Netherlands-based artist Boukje Janssen recently exhibited her series of mostly small paintings at LMAKprojects in Williamsburg, where I first saw the work and met with the artist last November. This body of work, entitled "Memories, Dreams and Nightmares" for the purpose of exhibition, is described by the artist in this way: "As a basis for this series I used photos from newspapers, depicting different kinds of disasters, such as of individuals, places or nations, with which the media is constantly overloading its consumers." These paintings make reference to a number of painters and conceptual artists from the 1970s to the present.

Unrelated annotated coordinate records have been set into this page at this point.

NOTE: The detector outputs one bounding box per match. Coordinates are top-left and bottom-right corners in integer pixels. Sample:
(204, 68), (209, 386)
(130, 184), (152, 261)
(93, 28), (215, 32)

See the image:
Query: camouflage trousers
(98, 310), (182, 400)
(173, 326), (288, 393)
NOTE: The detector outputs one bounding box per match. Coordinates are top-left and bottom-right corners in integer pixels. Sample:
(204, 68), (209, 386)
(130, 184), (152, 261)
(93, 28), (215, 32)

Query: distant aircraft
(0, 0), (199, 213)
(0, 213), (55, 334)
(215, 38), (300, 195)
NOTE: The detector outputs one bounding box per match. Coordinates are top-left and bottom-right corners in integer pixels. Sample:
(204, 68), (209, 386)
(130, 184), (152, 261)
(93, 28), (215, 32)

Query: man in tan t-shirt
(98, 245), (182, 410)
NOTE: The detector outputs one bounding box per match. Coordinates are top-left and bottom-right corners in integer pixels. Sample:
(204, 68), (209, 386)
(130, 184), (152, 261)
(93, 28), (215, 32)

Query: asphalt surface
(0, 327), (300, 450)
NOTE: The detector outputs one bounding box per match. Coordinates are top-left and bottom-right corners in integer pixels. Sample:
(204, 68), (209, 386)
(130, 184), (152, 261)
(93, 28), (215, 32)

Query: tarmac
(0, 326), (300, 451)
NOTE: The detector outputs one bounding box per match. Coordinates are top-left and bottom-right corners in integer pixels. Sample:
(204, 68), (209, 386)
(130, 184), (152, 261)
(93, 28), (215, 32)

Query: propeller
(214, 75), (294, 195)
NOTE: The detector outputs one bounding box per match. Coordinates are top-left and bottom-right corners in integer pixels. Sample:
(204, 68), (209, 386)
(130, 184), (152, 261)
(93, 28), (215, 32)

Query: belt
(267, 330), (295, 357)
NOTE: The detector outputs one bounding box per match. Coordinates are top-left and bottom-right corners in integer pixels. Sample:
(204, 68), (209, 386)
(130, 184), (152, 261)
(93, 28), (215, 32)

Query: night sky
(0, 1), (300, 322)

Most notably, Janssen’s Flee (2005) shares affinities–of content and aesthetics–with Martha Rosler’s newspaper collages of the 1970s. Through a painterly treatment of her subjects, Janssen depersonalizes media representation of war-torn locales, figures on the horizon and silhouettes of the human form in ambiguous positions that are open enough to be read, for example, as a figure kneeling in prayer or cowering in fear.
Janssen’s deft use of what is, for the most part, a limited palette in varying degrees of gray, white and black, highlights the muddiness of newsprint and how in many instances the gaze is more informed by its own perceptual and cognitive disposition than what is actually on the page or in the painting. In Queue, anonymous figures form a line for an undisclosed outcome. Together their bodies form a horizon line mirrored by their collective distorted and ominous shadow, again calling into question the perceptual and ethical standpoint of the subject of news media as well as that of the media consumer. Janssen’s use of shadow, like a memory fading into the recesses of our minds, is apt when considering the deluge of imagery that her work addresses. The shadow also speaks to the subtle but meaningful effects of political struggle not immediately apparent in day-to-day life in many places where the news is received.
Janssen discusses the subjects of these paintings in terms of repetition and sheer number. "The amount of images, which carry an extremely heavy emotional weight in the media is so inconceivable–it fades away in the collective subconscious, which inevitably becomes more and more resistant to horrors." To counter the way this information is processed, she depersonalizes newspaper photographs of anonymous figures–individually, in small groups, and en masse. Through a process of isolation and further depersonalization of already impersonal and displaced figures, Janssen’s paintings urge recognition and reconsideration of the conditions of her subjects.